The River Cam in Cambridge is synonymous throughout the world with punting.
Today there are probably more punts on the River Cam than on any other river in England.
Cambridge boasts many fine punting companies which offer interesting and relaxing tours along the Cam – or hire a punt and have a go yourself.
No trip to Cambridge would be complete without a visit to one of the historic Colleges that make up the University of Cambridge. Many of the Colleges are a short walk from the hotel and the world renowned Kings College Chapel is less than 10 minutes away on foot.
Connected to the University there are many fine museums, such as the Fitzwilliam Museum, Scott Polar Research Institute and The Round Church Visitor Centre. There is also Cambridge University Botanic Garden.
Not in the city but close by are other sites such as the Cambridge American Cemetery and Memorial, Anglesey Abbey and Wimpole Hall.
Theatres and Venues
Cambridge boasts two of the most interesting and innovative theatres in the country: Cambridge Arts Theatre and ADC Theatre.
Cambridge has two concert and live performance venues of national renown: The Cambridge Corn Exchange and The Junction.
Each year Cambridge holds the Cambridge Shakespeare Festival, an eight-week season of open-air performances of the works of William Shakespeare, held in some of the University college gardens.
Festivals and Events
Cambridge plays host to many events throughout the year such as Midsummer Fair around mid-summer’s day each year. Strawberry Fair is a free music and children’s fair, with a series of market stalls is held around the beginning of June.
In May the annual Cambridge Beer Festival is held. Started in 1974, it is Britain’s second largest beer festival outside London. Approximately 90,000 pints of beer and a ton of cheese is served each year.
Also in Cambridge each year is the Cambridge Folk Festival, one of the largest festivals of folk music in the UK. This is held in the grounds of Cherry Hinton Hall on the outskirts of the city.
More to See, More to Do
Cambridge is not just a museum of ancient buildings, as it is now recognised as one of the main centres of advanced technology based on the research carried out at the University. The city is ringed by science and technology parks, many with modern buildings which are themselves worth seeing for the contrast with the elegance of the older college buldings.

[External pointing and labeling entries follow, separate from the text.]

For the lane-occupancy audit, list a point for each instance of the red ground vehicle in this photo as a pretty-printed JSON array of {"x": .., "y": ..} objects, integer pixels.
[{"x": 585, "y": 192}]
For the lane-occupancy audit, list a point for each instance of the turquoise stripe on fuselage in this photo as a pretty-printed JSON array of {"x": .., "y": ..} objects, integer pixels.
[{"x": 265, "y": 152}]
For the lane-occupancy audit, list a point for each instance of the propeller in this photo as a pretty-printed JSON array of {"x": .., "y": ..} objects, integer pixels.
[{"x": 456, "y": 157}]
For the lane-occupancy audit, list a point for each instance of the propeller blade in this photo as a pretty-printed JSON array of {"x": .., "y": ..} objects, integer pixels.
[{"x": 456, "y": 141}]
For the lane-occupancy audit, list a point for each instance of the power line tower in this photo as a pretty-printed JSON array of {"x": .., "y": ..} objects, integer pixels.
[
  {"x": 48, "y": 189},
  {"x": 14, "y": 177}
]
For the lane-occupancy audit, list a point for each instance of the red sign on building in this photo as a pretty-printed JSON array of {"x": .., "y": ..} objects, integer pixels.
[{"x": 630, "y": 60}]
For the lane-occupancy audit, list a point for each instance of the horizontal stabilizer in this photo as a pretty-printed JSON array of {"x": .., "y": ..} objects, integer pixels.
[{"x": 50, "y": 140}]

Cambridge is at the heart of East Anglia and is an excellent base from which to explore this delightful part of England. In the vicinity are three stately homes, Wimpole Hall, Anglesey Abbey and Audley End, which are open to the public each summer, the American Cemetary, a splendid monument to American forces from World War II, the Duxford Aircraft Museum, magnificent cathedrals at Ely and Peterborough, numerous historic towns, the Norfolk Broads, beautiful old villages and a wealth of other places of interest, including an ancient flint mine, a bird sanctuary and other attractions too numerous to list here.
Our Reception will be happy to give advice on sightseeing and can provide maps, guides and leaflets on most of the local places of interest. Official tours by registered guides can also be arranged.